Tyler Reddick has won five of the first nine races of the 2026 NASCAR Cup Series season, putting him in company that only Dale Earnhardt in 1987 has kept in the modern era.

And as the wins have piled up for the 23XI Racing driver, so too have the whispers, that something more than skill and strategy explains a run this historic. Dale Earnhardt Jr. has heard enough.

The suit, filed by 23XI and co-plaintiff Front Row Motorsports, resulted in a settlement earlier this year, and some fans have been connecting that outcome to the team’s extraordinary start to the season. Earnhardt was direct in his dismissal.

“There’s a lot of people that think that there’s some sort of conspiracy just because the guy won a lot of races,” Earnhardt said. “That’s not happening. There’s no way in hell.”

He went further, laying out the practical reality of what such a conspiracy would actually require to function. “There’s no way in hell that NASCAR would risk the integrity of the entire sport,” he said.

“There would be so many people that would be in on this. I’m talking about people that are just making a base salary. You think that guy gives a damn, and he’s the one keeping the secret? Some people out there really think so.”

Earnhardt added, “They’re not going to races and dominating.

“They’re running top five, and when something goes down at the end, he’s the kind of guy that’s going to get up on the wheel and make something pretty impressive happen.”

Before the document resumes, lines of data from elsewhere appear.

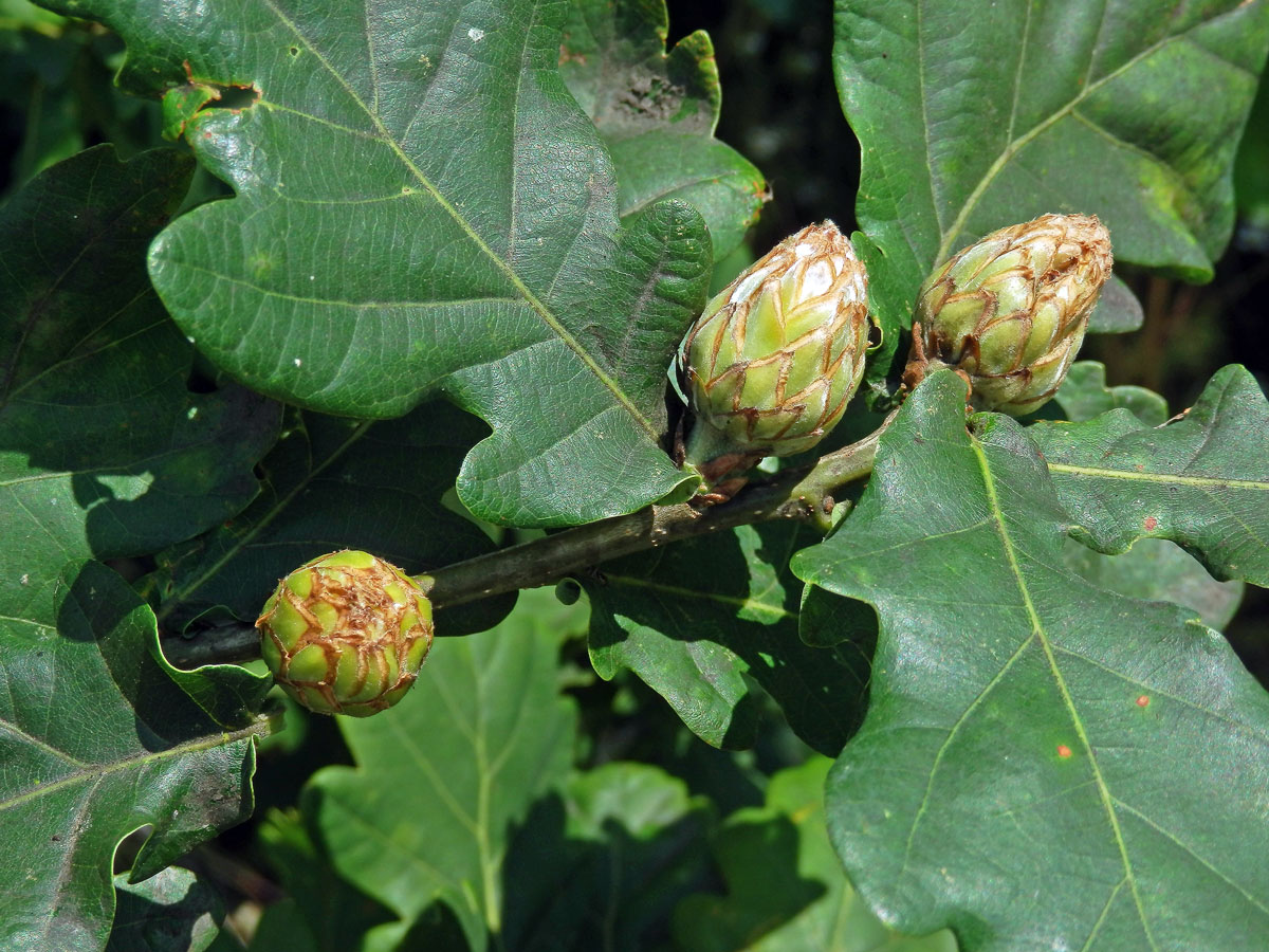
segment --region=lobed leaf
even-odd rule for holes
[[[708,876],[709,802],[659,767],[610,762],[539,800],[505,867],[509,952],[657,943],[674,904]]]
[[[445,404],[397,420],[357,421],[293,411],[261,461],[261,493],[204,536],[159,555],[148,581],[160,619],[199,616],[254,622],[277,580],[339,548],[362,548],[418,574],[494,550],[473,522],[443,504],[463,456],[489,430]],[[492,627],[515,597],[438,614],[461,635]]]
[[[176,152],[121,164],[100,146],[0,209],[0,599],[69,560],[194,536],[258,491],[277,405],[190,392],[193,348],[145,273],[190,171]]]
[[[150,609],[98,562],[30,595],[0,621],[0,948],[102,948],[121,839],[152,828],[140,882],[250,815],[269,679],[171,668]]]
[[[236,197],[150,254],[220,367],[348,416],[443,393],[494,429],[458,482],[490,522],[589,522],[692,481],[659,442],[708,231],[678,201],[619,225],[612,162],[557,70],[566,4],[58,9],[124,37],[129,89],[250,91],[185,124]]]
[[[560,75],[617,166],[622,218],[662,198],[690,202],[721,260],[769,197],[763,174],[713,137],[722,90],[713,44],[697,30],[669,53],[665,0],[574,0]]]
[[[1118,260],[1209,279],[1266,50],[1263,0],[838,0],[883,316],[906,324],[938,261],[1044,212],[1098,215]]]
[[[1127,410],[1086,423],[1038,423],[1071,533],[1100,552],[1166,538],[1218,579],[1269,585],[1269,401],[1231,364],[1162,426]]]
[[[967,432],[963,401],[929,377],[858,509],[793,560],[881,619],[829,778],[846,872],[887,924],[966,949],[1263,948],[1269,696],[1193,613],[1062,567],[1041,457],[1009,418]]]
[[[472,948],[500,930],[511,830],[566,777],[576,711],[560,696],[560,627],[547,592],[482,635],[442,638],[406,698],[340,718],[357,767],[327,767],[302,801],[348,882],[387,904],[404,930],[434,902]],[[534,609],[538,618],[534,618]]]
[[[114,889],[118,909],[105,952],[204,952],[225,919],[216,890],[179,866],[137,883],[115,876]]]
[[[831,760],[813,757],[772,777],[766,803],[737,810],[712,852],[727,895],[698,892],[674,911],[684,952],[956,952],[948,932],[898,935],[868,911],[832,852],[824,820]]]
[[[1119,407],[1146,426],[1161,426],[1169,416],[1167,401],[1154,391],[1123,385],[1108,387],[1107,368],[1096,360],[1076,360],[1071,364],[1055,400],[1072,423],[1091,420]]]
[[[633,670],[714,746],[753,746],[766,691],[807,744],[838,753],[862,710],[859,658],[798,638],[802,585],[789,556],[813,534],[745,526],[605,562],[584,578],[590,659],[602,678]]]
[[[270,810],[258,830],[287,897],[264,910],[251,952],[360,952],[364,935],[392,919],[331,868],[298,811]]]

That profile fits Reddick’s 2026 perfectly. He won the Daytona 500 after threading through a final-lap pileup and receiving a decisive push from teammate Riley Herbst past Chase Elliott. He followed it up at Atlanta by charging back from significant crash damage.

He swept aside the field at Austin to become the first driver in NASCAR history to win the opening three races of a season. At Darlington, he recovered from a battery failure that sent him to the back of the pack, turned off his cool suit to manage the power drain, and still won by six seconds.

And at Kansas, after a late caution triggered overtime, he surged past Kyle Larson on the final lap to claim his fifth win.